The major innovation of the book is that these often quite complex concepts of regenerative agriculture are explained (with a little context from the author) through the voices and experiences of the people that she meets. This makes the book accessible, fast flowing, and enjoyable to ready and I think it is a technique that other agricultural books could benefit from. The author is also commended for sticking to the use of a plain and unpretentious language and writing style throughout.

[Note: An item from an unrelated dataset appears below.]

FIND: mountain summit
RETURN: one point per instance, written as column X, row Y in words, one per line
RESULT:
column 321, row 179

The overwhelming central theme of the book is the use of regenerative agriculture to prevent soil loss in arid, windswept agricultural regions and this may limit the relevance of the book to those in other climatic areas. On the other hand, increased aridity and soil loss to wind is a rising concern right across the world, so where better to learn about how to deal with this issue than where it is the number one issue for farmers? Given the reasonably large amount of discission of agricultural technique, I thought the book could have benefitted from a technical index for readers who want to access the book by topic.
This is a beginner-level book on regenerative agriculture that I can imagine a college tutor giving his/her students to read as a primer on the topic. The general public will find it an accessible page-turner with lots of interesting anecdotes and historical and social context to the agricultural concepts discussed. Farmers wanting to dip into regenerative agriculture for the first time will find this book useful; especially those farmers who are keen to combine learning with a good read. I highly recommend Regenerative Agriculture: Farming with Benefits by Marianne Landzettel.